Já o pai teve sempre uma postura discreta. As filhas confirmam que ele concordava, mas não se manifestava sobre o tema, deixando que fosse Victória a convencê-las a subir ao palco. Até ao dia em que Guiomar foi ter com o pai, meia apavorada pela pressão, para lhe perguntar se achava que ela devia participar. “Citou-me uma frase de Henry Ford [magnata norte-americano que popularizou a venda dos automóveis], sobre o Model T: “You can have any colour as long as it’s black [pode ter em qualquer cor desde que seja preto]”. E eu percebi que tinha mesmo de concorrer.”

 

 

 

Perguntas de Miss

 

Guilhermina

Qual a qualidade mais importante de um homem?

A inteligência.

É fácil dizer não?

Quando era mais jovem, não sabia dizer não. Demorei, mas agora sei dizer quando devo, sem peso na consciência.

 

Isabela

Descreva-se em duas palavras.

Alegre e descontraída.

Exemplo de um homem sexy.

O meu avô.

 

Geraldina

Uma pessoa que admira.

O meu pai.

O que a deixa furiosa?

Quando acordo com mau-humor até respirar me deixa furiosa!

 

Guiomar

O que faria se ganhasse um milhão de dólares?

Uau, comprava uma casa!

Qual a sua melhor qualidade?

Sou bastante sociável.

 

 

O que pensam das manas?

 

Mina é…

“A mais envergonhada. Sempre foi e ainda é. Mas só em público, entre nós é a que tem a personalidade mais forte. Como é a mais velha, quando éramos crianças tomava conta de nós.”

Bela

 

“A mais certinha. É um bocadinho tímida… mas também não é madre (risos). Por exemplo, se eu vestir um decote um pouco mais pronunciado, chama-me logo a atenção (risos).”

Dina

 

“Mãe-galinha. Está sempre está a tomar conta dos filhos, nunca imaginei que fosse assim. Mas depois de ter filhos ficou mesmo mãe-galinha, sempre atrás dos filhos, toda preocupada (risos).”

Guiomar

 

Bela é…

“Uma pessoa que adora sapatos, malas, ir às compras. Eu não!”

Mina

 

“A menos faladora. Mas quando fala manda bocas que acertam mesmo onde dói (risos).”

Dina

 

“Muito ‘misca’ (gargalhada), está sempre agarrada ao dinheiro.

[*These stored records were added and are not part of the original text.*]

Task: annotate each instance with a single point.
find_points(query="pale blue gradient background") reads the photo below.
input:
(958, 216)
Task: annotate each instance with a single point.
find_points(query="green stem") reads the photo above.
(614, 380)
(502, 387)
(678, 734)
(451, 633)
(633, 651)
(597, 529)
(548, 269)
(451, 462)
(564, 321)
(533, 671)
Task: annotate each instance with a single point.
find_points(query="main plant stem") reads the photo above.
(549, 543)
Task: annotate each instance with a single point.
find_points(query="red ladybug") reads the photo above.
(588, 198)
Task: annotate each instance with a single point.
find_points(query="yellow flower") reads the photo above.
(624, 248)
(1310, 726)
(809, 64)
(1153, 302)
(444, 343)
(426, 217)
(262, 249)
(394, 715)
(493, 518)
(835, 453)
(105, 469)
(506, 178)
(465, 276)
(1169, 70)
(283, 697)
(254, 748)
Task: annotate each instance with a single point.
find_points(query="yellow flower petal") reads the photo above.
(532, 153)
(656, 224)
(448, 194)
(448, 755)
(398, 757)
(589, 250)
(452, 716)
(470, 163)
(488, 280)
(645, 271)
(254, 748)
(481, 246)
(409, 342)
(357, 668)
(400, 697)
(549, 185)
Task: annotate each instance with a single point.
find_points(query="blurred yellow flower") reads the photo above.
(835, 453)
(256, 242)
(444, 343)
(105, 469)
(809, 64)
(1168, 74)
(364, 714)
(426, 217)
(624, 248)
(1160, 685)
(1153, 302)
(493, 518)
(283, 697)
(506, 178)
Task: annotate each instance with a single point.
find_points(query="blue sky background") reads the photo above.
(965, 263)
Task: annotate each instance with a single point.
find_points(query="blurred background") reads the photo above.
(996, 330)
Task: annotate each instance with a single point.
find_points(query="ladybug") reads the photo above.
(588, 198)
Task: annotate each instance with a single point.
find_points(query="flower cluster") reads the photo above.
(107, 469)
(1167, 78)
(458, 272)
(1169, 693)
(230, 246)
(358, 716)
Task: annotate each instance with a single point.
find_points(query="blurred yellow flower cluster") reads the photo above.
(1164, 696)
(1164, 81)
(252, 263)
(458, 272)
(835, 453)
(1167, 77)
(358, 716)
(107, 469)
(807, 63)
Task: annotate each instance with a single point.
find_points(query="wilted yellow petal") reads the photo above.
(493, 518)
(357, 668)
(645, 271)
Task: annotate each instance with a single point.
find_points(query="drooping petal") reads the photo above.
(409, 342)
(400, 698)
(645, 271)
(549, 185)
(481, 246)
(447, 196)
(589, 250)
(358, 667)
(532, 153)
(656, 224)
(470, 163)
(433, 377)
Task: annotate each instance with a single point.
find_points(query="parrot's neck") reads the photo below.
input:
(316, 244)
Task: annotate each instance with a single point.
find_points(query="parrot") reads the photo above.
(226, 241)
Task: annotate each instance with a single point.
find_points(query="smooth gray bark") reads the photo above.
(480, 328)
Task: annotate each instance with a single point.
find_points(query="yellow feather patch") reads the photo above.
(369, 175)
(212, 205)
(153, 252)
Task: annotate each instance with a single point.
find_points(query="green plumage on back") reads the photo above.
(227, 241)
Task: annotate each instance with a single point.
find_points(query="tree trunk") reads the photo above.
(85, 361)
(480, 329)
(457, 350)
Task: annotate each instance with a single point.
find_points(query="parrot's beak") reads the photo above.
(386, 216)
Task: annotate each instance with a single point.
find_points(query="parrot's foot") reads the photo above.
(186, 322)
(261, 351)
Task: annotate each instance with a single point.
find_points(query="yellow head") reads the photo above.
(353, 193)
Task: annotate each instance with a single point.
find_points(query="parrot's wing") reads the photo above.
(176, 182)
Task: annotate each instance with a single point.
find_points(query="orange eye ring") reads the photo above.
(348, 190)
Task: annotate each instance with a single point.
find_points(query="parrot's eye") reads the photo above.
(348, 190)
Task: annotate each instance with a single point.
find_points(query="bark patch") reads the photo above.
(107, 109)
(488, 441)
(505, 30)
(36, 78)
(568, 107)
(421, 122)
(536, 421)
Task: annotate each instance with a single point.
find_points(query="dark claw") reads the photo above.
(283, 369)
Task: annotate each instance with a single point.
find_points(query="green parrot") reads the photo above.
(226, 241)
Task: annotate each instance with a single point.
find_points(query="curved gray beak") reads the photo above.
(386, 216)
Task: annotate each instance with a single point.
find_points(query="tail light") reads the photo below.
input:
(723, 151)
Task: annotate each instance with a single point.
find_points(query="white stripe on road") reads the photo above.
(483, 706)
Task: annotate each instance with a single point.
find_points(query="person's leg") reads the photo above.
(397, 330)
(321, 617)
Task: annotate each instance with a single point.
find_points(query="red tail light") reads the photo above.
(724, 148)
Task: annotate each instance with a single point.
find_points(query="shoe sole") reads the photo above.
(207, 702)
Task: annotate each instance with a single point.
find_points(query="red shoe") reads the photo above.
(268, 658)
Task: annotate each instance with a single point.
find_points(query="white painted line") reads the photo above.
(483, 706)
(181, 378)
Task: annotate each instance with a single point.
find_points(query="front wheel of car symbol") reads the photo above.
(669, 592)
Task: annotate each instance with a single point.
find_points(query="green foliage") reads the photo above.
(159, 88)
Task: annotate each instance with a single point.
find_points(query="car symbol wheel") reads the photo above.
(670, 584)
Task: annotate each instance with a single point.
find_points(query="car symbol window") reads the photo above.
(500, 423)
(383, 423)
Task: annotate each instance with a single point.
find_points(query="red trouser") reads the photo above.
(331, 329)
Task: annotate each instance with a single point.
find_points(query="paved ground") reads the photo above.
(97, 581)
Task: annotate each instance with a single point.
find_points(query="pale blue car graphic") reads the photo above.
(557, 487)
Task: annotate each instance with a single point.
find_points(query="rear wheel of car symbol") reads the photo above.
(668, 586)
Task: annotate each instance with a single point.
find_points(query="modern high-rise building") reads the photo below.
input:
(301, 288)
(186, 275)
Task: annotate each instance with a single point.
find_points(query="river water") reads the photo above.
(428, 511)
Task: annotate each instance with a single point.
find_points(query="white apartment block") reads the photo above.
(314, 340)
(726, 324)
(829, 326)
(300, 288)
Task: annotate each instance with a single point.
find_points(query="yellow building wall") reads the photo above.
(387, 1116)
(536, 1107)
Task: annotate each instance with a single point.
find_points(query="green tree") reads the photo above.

Agora já não é assim tanto, mas quando era mais nova sim. Por exemplo, quando era convidada para uma bebida dizia ‘não tenho dinheiro, não vai dar’ (risos)”

Guiomar

 

Dina é…

“Esquisita (risos)… Gostava de ir pescar sozinha, ir ao cinema sozinha. Faz o que lhe apetece, sem se preocupar com as consequências. E gosta de comprar porcarias… compra, compra, mas para que serve ela não sabe (risos)”

Mina

 

“A mais descontraída. É muito directa, às vezes ofende as pessoas sem saber (risos). E era a que praticava menos desporto, é a mais preguiçosa. O desporto dela é dormir (risos).”

Bela

 

“A mais distraída. Está sempre com a cabeça no ar, esquece isto e aquilo, anda sempre a perder coisas (risos)”

Guiomar

 

Guiomar é…

“Uma pessoa que gosta de ajudar amigos sem pensar em recompensas. É muito generosa.”

Mina

 

“A mais maria-rapaz. Se fôssemos desafiadas a fazer bungee jumping, por exemplo, seria logo a primeira a dizer vamos.”

Bela

 

“A mais bruta (risos). Contou-me que uma vez, quando era miúda, para aí com 15 anos, fez uma viagem de táxi e faltava uma pataca no troco, o que na altura ainda era alguma coisita. Ela teve de pedir, mas o taxista disse que era gorjeta. ‘Gorjeta só se eu der, isso é roubo!’ E o taxista atirou a pataca para ela apanhar. Quando a Guiomar saiu, pegou na moeda e começou a bater com ela na cabeça do taxista, que ainda por cima era careca. ‘Toma a gorjeta, toma a gorjeta!’ (risos).”